Measures of Location

NIST/SEMATECH Section 1.3.5.1 Measures of Location

What It Is

Measures of location summarize the central tendency of a dataset, indicating where the "center" of the data lies. The most common measures are the mean, median, and mode, each offering a different perspective on the typical value in a distribution.

When to Use It

Use measures of location to characterize the center of a dataset before conducting further analysis. They are foundational descriptive statistics that provide a single representative value for a distribution. The choice between mean, median, and mode depends on the data distribution: the mean is preferred for symmetric data, while the median is more robust to outliers and skewed distributions.

How to Interpret

When the mean and median are approximately equal, the data distribution is roughly symmetric. If the mean is substantially larger than the median, the distribution is right-skewed, indicating the presence of high outliers pulling the mean upward. Conversely, a mean smaller than the median suggests left skew. The trimmed mean provides a useful compromise: it retains the efficiency of the mean for symmetric distributions while offering some protection against outlier influence. Comparing all three measures gives a quick diagnostic of distributional shape.

Assumptions and Limitations

The sample mean assumes the data come from a distribution with a finite first moment. It is sensitive to outliers, which can make it unrepresentative for heavily skewed or contaminated data. The median makes no distributional assumptions but is less statistically efficient than the mean for normally distributed data.

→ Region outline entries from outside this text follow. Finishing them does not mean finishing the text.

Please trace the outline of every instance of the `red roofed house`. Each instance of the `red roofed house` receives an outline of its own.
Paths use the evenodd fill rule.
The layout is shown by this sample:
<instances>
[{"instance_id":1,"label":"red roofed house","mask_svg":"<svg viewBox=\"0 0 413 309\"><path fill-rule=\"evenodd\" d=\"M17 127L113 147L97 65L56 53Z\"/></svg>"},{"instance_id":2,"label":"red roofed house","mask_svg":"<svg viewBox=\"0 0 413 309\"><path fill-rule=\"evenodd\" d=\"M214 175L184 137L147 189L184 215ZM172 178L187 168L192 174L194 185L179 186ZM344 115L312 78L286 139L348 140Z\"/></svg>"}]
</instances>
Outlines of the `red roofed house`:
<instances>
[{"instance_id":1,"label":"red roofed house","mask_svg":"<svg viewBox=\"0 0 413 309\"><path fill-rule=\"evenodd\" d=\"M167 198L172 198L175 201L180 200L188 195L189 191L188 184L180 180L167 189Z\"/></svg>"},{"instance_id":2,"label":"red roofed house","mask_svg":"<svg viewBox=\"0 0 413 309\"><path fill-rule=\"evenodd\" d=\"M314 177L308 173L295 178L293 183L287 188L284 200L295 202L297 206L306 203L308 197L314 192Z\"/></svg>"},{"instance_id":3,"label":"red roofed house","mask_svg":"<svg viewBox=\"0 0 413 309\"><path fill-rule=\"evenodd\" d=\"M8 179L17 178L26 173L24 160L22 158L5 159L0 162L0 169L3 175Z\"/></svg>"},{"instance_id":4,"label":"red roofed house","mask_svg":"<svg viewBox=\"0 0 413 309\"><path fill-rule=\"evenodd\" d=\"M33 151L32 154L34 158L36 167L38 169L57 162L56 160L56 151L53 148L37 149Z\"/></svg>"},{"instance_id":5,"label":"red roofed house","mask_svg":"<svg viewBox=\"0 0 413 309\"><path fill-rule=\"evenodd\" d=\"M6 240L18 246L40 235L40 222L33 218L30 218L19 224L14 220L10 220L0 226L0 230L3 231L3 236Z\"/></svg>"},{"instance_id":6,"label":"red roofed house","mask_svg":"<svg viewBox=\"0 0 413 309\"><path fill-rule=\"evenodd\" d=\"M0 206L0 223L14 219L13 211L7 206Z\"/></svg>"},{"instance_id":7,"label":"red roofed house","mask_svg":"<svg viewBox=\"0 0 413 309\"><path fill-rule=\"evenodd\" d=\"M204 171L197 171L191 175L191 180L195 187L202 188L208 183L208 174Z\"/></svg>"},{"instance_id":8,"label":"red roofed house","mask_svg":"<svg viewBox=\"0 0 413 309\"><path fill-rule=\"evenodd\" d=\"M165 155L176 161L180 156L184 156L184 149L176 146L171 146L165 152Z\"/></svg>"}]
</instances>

Reference: NIST/SEMATECH e-Handbook, Section 1.3.5.1

Formulas

Sample Mean

\bar{x} = \frac{1}{n}\sum_{i=1}^{n} x_i

The arithmetic average of all n observations. It uses every data point and is the most commonly used measure of location.

Sample Median

\tilde{x} = \begin{cases} x_{(k+1)} & \text{if } n = 2k+1 \\ \frac{x_{(k)} + x_{(k+1)}}{2} & \text{if } n = 2k \end{cases}

The middle value of the ordered dataset. It divides the data into two equal halves and is resistant to extreme values.

Trimmed Mean

\bar{x}_t = \frac{1}{n - 2g}\sum_{i=g+1}^{n-g} x_{(i)}

A compromise between the mean and median, computed by averaging after removing the g smallest and g largest values.